# Python, Straightforward with Explanation

• At time t, let's maintain `cur[r][c]` = the number of paths to `(r, c)` with `t` moves, and `nxt[r][c]` = the number of paths to `(r, c)` with `t+1` moves.

A ball at `(r, c)` at time `t`, can move in one of four directions. If it stays on the board, then it contributes to a path that takes `t+1` moves. If it falls off the board, then it contributes to the final answer.
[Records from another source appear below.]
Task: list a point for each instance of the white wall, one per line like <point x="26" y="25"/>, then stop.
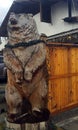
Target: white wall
<point x="58" y="13"/>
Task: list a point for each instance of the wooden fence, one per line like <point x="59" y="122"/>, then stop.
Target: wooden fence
<point x="63" y="76"/>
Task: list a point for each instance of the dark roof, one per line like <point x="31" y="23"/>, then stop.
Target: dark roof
<point x="29" y="6"/>
<point x="19" y="7"/>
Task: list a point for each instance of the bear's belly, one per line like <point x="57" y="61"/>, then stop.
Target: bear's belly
<point x="24" y="54"/>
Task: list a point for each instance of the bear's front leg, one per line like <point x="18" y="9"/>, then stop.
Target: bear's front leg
<point x="13" y="64"/>
<point x="19" y="77"/>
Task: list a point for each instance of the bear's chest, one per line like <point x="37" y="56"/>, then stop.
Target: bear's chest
<point x="24" y="54"/>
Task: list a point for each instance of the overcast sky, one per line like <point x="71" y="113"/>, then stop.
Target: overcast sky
<point x="4" y="7"/>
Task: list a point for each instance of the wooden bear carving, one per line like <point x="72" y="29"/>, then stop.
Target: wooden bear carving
<point x="26" y="91"/>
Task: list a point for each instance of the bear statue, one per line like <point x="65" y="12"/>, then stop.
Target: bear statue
<point x="25" y="57"/>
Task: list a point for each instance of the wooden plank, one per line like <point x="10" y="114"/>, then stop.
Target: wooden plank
<point x="63" y="77"/>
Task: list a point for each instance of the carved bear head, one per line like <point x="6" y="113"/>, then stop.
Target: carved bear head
<point x="21" y="28"/>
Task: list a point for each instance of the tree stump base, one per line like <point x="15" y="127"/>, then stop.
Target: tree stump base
<point x="26" y="126"/>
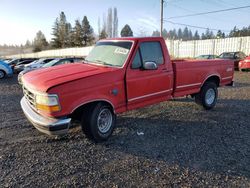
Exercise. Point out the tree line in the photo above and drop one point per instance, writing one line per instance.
(82, 34)
(186, 34)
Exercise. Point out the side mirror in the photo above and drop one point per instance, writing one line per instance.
(150, 65)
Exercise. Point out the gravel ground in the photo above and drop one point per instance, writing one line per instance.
(182, 146)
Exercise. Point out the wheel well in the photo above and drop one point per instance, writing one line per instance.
(214, 79)
(77, 113)
(3, 71)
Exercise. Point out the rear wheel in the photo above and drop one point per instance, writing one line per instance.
(98, 122)
(207, 97)
(2, 74)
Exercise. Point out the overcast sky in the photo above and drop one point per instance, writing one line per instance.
(21, 19)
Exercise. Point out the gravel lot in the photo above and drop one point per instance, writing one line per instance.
(182, 145)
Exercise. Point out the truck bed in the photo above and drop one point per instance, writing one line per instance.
(191, 74)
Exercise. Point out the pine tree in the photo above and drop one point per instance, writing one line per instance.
(196, 35)
(179, 34)
(55, 42)
(61, 32)
(103, 35)
(78, 34)
(185, 34)
(110, 23)
(156, 33)
(126, 31)
(40, 42)
(87, 32)
(190, 35)
(115, 23)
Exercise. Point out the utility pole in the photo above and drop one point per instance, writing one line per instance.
(162, 1)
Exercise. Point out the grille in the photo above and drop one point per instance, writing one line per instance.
(30, 97)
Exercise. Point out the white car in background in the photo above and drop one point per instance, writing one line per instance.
(38, 63)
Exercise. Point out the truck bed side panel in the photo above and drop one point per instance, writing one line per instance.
(190, 75)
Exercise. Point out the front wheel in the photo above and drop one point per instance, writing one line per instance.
(2, 74)
(207, 97)
(98, 122)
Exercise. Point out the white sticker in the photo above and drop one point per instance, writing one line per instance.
(121, 51)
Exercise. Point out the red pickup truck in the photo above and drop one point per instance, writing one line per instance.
(118, 75)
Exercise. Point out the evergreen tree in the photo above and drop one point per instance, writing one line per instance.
(190, 35)
(110, 23)
(61, 32)
(103, 34)
(185, 34)
(126, 31)
(40, 42)
(78, 34)
(156, 33)
(164, 33)
(196, 35)
(179, 34)
(87, 32)
(55, 42)
(115, 23)
(219, 34)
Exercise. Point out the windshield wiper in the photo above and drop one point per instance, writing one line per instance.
(103, 62)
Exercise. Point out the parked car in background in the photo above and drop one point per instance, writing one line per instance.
(209, 56)
(14, 62)
(5, 70)
(58, 61)
(20, 66)
(235, 56)
(61, 61)
(244, 65)
(38, 63)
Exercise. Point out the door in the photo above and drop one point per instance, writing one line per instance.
(146, 87)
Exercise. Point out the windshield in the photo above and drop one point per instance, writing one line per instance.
(229, 55)
(111, 53)
(51, 63)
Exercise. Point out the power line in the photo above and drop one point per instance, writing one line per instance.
(198, 27)
(210, 12)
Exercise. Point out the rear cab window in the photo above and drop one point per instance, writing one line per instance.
(148, 51)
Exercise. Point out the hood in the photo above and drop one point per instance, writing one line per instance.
(43, 79)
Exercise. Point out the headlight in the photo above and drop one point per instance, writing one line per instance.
(48, 103)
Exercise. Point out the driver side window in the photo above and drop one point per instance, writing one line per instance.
(137, 63)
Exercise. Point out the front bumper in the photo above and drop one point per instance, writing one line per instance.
(50, 126)
(231, 84)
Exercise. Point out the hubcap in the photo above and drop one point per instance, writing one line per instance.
(210, 96)
(1, 74)
(104, 120)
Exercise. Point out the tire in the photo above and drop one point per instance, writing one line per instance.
(2, 74)
(98, 122)
(208, 95)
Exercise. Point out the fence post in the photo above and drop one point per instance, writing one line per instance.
(240, 44)
(213, 46)
(194, 48)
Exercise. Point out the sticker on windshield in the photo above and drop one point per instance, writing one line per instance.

``````def findPaths(self, R, C, N, sr, sc):
MOD = 10**9 + 7
nxt = [[0] * C for _ in xrange(R)]
nxt[sr][sc] = 1

ans = 0
for time in xrange(N):
cur = nxt
nxt = [[0] * C for _ in xrange(R)]
for r, row in enumerate(cur):
for c, val in enumerate(row):
for nr, nc in ((r-1, c), (r+1, c), (r, c-1), (r, c+1)):
if 0 <= nr < R and 0 <= nc < C:
nxt[nr][nc] += val
nxt[nr][nc] %= MOD
else:
ans += val
ans %= MOD

return ans
``````

• @awice Do you got any tips on coming up with the DP solution? I have the same DFS code you do and got Time exceeded, but couldn't figure out how to apply the DP. I posted mine here https://discuss.leetcode.com/topic/88888/how-to-turn-this-solution-into-a-dp-solution-tle

• @livelearn Make sure you are not visiting the same nodes/state multiple times. You can use a visitor pattern: add the node to a set whenever you add it to q. You can check to only add nodes to q that are not in your set.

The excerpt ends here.